黎明前的官道笼罩在灰白雾气中,一骑黑马如离弦之箭撕破寂静。马上骑士浑身血污,甲胄残破,左肩一道深可见骨的伤口只用布条草草包扎,鲜血仍在渗出。他俯身紧贴马颈,鞭子在空中甩出残影,座下战马口吐白沫,显然已到极限。

前方,驿站轮廓在雾中隐现。骑士眼中迸出光,嘶哑的喉咙挤出破碎的吼声:“江南……加急……解药……”

驿站大门洞开,早已守候在此的驿卒和一小队禁军冲了出来。骑士从怀中掏出一个用油布层层包裹的小盒,用尽最后力气掷向为首的军官:“接……接力……皇后……救命……”

话音未落,他眼前一黑,从马背栽落。军官稳稳接住木盒,入手冰凉,油布上还沾着血迹和汗渍。他来不及查看坠马的骑士,转身对身后已备好的三名信使吼道:“甲等接力!三人三马,分三路进京!沿途所有驿站换马不换人!午时前,必须有一路将东西送进皇宫!这是死令!”

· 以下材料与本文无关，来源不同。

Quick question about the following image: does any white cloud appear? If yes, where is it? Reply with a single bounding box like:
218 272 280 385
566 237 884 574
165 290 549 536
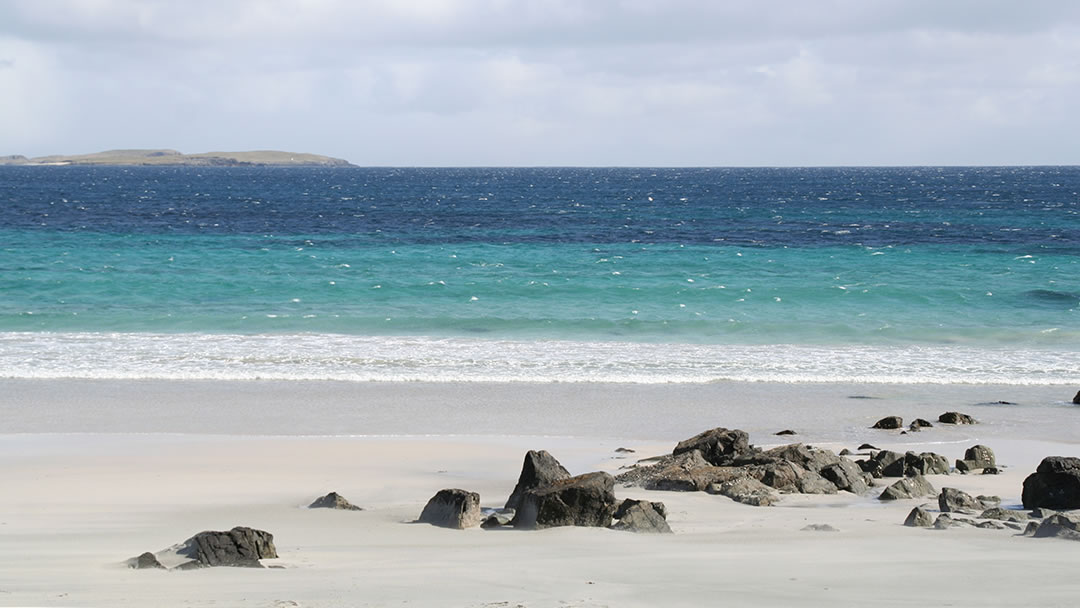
0 0 1080 164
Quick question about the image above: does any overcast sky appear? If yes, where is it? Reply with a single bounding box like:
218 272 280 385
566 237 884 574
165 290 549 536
0 0 1080 166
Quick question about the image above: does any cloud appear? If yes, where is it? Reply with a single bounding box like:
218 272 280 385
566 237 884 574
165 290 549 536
0 0 1080 164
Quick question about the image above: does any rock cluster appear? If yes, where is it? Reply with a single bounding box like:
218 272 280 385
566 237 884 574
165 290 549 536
616 428 873 506
127 526 278 570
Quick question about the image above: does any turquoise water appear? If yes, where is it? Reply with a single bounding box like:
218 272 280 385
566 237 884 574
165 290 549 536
0 167 1080 383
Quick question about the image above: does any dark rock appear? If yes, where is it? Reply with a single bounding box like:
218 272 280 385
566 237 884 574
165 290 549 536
672 428 751 467
748 460 836 494
904 506 934 528
937 411 977 424
870 416 904 430
417 488 484 530
705 477 778 506
611 498 672 535
937 488 980 513
127 551 165 570
802 524 840 532
171 526 278 569
1023 456 1080 510
505 449 570 509
934 513 975 530
821 458 873 495
512 472 616 528
878 475 937 500
963 445 997 469
480 509 514 529
978 506 1030 522
1032 513 1080 540
308 491 363 511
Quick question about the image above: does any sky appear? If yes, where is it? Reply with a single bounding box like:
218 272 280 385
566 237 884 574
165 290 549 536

“是!”三名精悍信使翻身上马,将木盒小心收入贴身皮囊,猛夹马腹。三骑如箭离弦,分别冲入三条不同方向的官道——这是凌云定下的策略,分路进发,以策万全。

军官这才蹲下身查看坠马骑士。骑士面如金纸,气息微弱,肩头伤口溃烂发黑,显然是中了毒箭。军医匆匆赶来,剪开布条,倒吸一口凉气:“箭上有毒,而且……这伤至少是两天前的!”

两天前?从江南到京城,八百里加急正常也要两天。这意味着这个信使受伤后没有停留,带着伤、顶着毒,狂奔了两天两夜!

“他还能活吗?”军官声音发紧。

军医摇头:“毒性已侵入心脉,能撑到这里,全凭一口气吊着。现在……”他探了探鼻息,手一颤,“……没了。”

军官沉默地站起身,对骑士遗体郑重一礼。然后他猛地转身,对驿卒吼道:“飞鸽传书给下一站!告诉他们,信使殉职,解药已分三路送出!让他们做好接应,沿途加强戒备!墨家余孽……定会拦截!”

信鸽扑棱棱飞入晨曦。而此刻,三条官道上,三场生死追逐已悄然开始。

东路,信使刚出驿站十里,前方山道拐弯处突然滚落数块巨石,堵死去路!几乎同时,两侧山坡箭如雨下!

“有埋伏!”信使咬牙,猛勒缰绳,战马长嘶人立。他反手摘下背上短弩,连发三箭,山坡上传来三声惨叫。但箭矢太密,一支弩箭擦着他脸颊飞过,带出一串血珠。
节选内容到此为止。